30 April 2011

Copper Tone

It is a gorgeous spring afternoon, and I am in the backyard sunning myself. When people admire my golden glow on Monday at work, I will tell them that I "worked" in the yard this weekend to dispel the assumption that I have been going to a tanning bed.

And anyway, I DID work in the yard this weekend. Just not very much. Blowing the pine needles off the porch with the Black and Decker blower, and playing with Dave and the kids doesn't technically qualify as work, but thats my story and I'm stuck to it.

The truth of it is...I like having a tan. Being tan makes me feel thinner, prettier, healthier and downright more OK. I have always placed a goofy value on tan-ness; I don't care to think about the hours than I have wasted laying on my butt in the sun.

At least I've put away the baby oil and iodine concoction of the 1980s, which almost certainly tripled the UV intensity and damage to my skin. I don't fool around with lemon juice in my hair anymore either - these days I sweat like a pig and it just runs in my eyes and makes me cranky.

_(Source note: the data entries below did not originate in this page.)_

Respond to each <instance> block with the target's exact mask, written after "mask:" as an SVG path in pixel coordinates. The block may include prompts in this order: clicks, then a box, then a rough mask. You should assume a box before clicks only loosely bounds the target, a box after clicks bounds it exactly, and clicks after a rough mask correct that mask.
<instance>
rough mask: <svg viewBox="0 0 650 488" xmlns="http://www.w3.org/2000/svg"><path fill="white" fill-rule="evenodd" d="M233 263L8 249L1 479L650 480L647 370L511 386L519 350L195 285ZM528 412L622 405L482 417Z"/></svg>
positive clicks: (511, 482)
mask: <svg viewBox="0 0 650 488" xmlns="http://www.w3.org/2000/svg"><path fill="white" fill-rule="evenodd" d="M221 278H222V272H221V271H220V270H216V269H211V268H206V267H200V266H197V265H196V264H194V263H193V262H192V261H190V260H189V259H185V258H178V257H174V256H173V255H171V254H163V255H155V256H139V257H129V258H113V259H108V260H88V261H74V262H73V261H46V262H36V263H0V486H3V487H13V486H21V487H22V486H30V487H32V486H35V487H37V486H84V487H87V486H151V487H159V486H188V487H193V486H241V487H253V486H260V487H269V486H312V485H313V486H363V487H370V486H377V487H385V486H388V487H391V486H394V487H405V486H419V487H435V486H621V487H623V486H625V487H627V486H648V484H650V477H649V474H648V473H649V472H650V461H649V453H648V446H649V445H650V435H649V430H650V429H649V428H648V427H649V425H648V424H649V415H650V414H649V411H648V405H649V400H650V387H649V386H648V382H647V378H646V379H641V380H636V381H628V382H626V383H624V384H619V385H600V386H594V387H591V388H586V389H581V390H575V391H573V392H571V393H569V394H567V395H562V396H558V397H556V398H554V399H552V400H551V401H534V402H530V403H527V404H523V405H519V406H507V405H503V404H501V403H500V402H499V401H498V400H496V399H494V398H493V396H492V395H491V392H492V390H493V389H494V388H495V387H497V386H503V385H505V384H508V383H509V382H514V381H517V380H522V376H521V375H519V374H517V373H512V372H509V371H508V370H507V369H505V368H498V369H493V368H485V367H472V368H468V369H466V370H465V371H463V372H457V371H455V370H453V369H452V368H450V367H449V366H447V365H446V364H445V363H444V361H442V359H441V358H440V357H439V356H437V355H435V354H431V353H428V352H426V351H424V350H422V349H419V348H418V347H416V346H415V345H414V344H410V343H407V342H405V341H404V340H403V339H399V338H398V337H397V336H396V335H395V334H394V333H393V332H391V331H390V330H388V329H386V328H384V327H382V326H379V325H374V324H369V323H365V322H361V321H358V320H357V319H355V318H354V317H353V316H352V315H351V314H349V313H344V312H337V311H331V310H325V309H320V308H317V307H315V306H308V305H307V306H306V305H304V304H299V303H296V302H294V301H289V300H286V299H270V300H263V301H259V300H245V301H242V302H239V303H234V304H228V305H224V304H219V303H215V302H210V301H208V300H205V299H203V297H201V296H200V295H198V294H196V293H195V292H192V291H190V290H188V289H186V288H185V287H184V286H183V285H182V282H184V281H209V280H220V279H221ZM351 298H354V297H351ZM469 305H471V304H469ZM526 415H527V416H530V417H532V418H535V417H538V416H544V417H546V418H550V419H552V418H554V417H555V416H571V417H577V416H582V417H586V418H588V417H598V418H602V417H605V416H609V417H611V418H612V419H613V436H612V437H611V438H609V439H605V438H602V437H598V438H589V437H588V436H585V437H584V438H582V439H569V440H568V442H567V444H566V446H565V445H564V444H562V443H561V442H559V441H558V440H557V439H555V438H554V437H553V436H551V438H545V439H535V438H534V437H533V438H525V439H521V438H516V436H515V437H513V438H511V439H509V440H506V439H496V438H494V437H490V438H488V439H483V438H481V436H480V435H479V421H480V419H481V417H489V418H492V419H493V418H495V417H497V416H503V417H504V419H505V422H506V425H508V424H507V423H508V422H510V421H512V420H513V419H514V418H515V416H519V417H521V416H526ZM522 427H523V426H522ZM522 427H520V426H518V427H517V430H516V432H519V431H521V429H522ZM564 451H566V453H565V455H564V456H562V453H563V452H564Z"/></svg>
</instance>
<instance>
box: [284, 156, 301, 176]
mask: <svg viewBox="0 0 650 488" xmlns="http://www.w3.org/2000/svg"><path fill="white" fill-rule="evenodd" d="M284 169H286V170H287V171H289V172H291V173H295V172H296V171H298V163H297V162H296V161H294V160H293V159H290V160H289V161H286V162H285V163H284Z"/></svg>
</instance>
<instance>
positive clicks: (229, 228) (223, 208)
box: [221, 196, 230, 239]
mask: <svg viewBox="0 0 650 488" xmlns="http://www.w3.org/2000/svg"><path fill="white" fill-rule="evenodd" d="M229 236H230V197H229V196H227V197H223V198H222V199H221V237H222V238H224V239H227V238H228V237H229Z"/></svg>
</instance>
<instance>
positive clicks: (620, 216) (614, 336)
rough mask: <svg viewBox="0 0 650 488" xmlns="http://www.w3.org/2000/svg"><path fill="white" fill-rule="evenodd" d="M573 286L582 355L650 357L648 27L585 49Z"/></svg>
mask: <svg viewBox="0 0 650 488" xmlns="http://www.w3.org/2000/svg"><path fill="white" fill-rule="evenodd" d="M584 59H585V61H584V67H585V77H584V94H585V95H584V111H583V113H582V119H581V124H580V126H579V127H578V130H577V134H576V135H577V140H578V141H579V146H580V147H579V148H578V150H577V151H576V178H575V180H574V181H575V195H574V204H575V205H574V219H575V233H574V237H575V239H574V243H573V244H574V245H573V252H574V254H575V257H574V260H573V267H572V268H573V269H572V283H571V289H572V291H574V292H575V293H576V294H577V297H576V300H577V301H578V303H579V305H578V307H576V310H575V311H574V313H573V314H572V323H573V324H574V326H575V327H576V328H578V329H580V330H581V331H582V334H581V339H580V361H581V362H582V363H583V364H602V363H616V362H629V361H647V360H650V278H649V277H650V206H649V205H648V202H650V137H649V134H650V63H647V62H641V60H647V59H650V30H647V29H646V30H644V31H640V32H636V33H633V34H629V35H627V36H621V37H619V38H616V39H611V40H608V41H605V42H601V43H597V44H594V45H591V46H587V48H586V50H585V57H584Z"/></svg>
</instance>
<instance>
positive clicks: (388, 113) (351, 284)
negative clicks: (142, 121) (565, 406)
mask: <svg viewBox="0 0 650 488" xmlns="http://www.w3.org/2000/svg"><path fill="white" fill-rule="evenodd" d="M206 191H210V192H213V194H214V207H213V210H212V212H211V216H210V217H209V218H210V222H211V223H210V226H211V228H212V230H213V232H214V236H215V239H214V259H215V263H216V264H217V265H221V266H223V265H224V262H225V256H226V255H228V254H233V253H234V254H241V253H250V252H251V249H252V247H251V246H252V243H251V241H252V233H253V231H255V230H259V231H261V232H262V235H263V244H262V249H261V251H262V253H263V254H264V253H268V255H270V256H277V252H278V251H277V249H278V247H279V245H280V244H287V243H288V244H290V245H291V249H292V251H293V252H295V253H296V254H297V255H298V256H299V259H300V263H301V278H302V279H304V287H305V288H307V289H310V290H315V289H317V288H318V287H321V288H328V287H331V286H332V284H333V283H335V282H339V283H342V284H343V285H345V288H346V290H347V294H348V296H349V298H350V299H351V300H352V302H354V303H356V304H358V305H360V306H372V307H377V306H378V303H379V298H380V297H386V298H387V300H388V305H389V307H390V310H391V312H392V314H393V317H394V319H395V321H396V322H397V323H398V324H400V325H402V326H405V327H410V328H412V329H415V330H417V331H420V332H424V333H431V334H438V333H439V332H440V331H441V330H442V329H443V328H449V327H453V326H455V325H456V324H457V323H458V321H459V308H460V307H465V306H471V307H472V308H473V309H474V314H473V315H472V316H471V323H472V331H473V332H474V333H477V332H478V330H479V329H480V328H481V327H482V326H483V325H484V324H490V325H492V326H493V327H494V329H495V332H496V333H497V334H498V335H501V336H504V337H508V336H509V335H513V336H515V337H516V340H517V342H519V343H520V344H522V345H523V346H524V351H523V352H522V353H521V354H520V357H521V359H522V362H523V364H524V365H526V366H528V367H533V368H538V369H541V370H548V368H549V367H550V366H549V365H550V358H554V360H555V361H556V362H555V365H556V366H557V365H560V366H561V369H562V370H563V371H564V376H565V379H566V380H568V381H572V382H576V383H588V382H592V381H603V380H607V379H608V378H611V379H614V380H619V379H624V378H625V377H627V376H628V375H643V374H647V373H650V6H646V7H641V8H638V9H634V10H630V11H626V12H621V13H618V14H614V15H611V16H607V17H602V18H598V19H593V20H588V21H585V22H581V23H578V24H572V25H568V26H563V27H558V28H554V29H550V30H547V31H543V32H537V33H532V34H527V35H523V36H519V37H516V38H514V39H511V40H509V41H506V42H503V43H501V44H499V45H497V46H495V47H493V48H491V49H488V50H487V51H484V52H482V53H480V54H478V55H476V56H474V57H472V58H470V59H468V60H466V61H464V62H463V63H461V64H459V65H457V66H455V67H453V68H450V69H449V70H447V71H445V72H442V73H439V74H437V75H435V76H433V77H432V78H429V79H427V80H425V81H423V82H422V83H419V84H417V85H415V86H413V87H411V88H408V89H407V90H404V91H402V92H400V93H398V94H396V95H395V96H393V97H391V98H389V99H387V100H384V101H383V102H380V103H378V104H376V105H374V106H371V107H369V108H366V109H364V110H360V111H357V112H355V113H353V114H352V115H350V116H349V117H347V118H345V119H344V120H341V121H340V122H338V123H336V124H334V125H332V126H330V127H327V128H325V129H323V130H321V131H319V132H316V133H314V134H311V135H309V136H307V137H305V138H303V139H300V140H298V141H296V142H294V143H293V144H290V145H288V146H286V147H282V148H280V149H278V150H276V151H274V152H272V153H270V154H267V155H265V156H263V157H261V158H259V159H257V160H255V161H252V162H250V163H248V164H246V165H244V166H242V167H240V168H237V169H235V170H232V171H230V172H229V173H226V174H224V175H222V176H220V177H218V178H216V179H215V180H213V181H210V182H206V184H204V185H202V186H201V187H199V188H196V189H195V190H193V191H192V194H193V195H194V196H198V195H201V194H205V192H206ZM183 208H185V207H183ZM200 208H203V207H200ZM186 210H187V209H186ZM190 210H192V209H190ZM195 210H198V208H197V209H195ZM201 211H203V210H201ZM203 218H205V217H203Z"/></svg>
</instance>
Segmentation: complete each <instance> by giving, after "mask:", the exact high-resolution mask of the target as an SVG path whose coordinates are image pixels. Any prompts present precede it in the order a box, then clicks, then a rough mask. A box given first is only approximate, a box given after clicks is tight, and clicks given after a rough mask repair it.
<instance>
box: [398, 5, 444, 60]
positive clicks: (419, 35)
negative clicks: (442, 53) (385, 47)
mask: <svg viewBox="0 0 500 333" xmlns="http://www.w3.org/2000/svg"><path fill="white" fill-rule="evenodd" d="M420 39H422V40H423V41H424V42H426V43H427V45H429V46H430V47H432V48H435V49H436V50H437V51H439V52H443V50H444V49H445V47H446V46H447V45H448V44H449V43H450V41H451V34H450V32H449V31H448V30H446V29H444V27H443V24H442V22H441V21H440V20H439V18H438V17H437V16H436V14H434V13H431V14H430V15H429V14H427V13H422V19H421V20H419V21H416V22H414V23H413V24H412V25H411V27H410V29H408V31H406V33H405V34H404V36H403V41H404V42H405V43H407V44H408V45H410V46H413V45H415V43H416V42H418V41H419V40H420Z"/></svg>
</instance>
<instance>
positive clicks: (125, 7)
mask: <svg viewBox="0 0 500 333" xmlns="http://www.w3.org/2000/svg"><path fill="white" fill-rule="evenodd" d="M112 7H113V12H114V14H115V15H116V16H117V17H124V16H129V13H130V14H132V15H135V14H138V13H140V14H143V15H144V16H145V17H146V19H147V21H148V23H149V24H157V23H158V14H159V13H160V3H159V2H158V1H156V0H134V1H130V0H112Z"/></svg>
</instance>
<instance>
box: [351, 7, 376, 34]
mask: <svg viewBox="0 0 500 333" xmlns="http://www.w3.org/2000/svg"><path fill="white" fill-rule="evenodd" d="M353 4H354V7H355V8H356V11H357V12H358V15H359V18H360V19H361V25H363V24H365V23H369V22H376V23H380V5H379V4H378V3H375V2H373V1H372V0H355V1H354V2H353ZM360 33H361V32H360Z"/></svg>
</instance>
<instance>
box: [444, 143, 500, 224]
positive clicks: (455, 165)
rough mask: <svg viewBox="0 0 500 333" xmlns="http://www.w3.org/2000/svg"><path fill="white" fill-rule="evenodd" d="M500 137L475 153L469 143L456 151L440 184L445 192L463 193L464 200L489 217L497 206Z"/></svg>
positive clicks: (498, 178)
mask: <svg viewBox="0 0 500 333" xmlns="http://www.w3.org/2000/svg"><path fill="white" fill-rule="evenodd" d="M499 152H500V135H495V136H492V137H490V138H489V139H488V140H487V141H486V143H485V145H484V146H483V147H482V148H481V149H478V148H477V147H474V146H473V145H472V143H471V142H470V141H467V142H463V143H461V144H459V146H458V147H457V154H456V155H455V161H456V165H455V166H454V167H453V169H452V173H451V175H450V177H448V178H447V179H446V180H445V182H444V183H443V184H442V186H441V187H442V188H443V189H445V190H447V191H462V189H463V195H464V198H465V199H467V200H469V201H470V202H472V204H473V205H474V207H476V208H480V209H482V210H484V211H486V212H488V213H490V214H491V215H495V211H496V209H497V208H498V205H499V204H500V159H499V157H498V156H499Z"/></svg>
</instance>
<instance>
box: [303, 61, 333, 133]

But I do look forward to those first tell-tale tan lines, the ones that result from me parking it in the backyard whilst sporting a grubby wife-beater undershirt that I reserve for just such an occasion (can't have the farmer tan lines from a t-shirt, after all...) I check my progress periodically by comparing the palm of my right hand to the back of my left hand. Looking good.

And yes, there is a definitive history of melanoma in my family, and yes, I have been sunburned at least fifty times in my life. And yes, I think about it a little bit, especially when people feel compelled to tell me about someone they know who had to have part of their nose cut out on account of skin cancer.

And no, I'm not stupid. Well, maybe I am - when it comes to having a tan.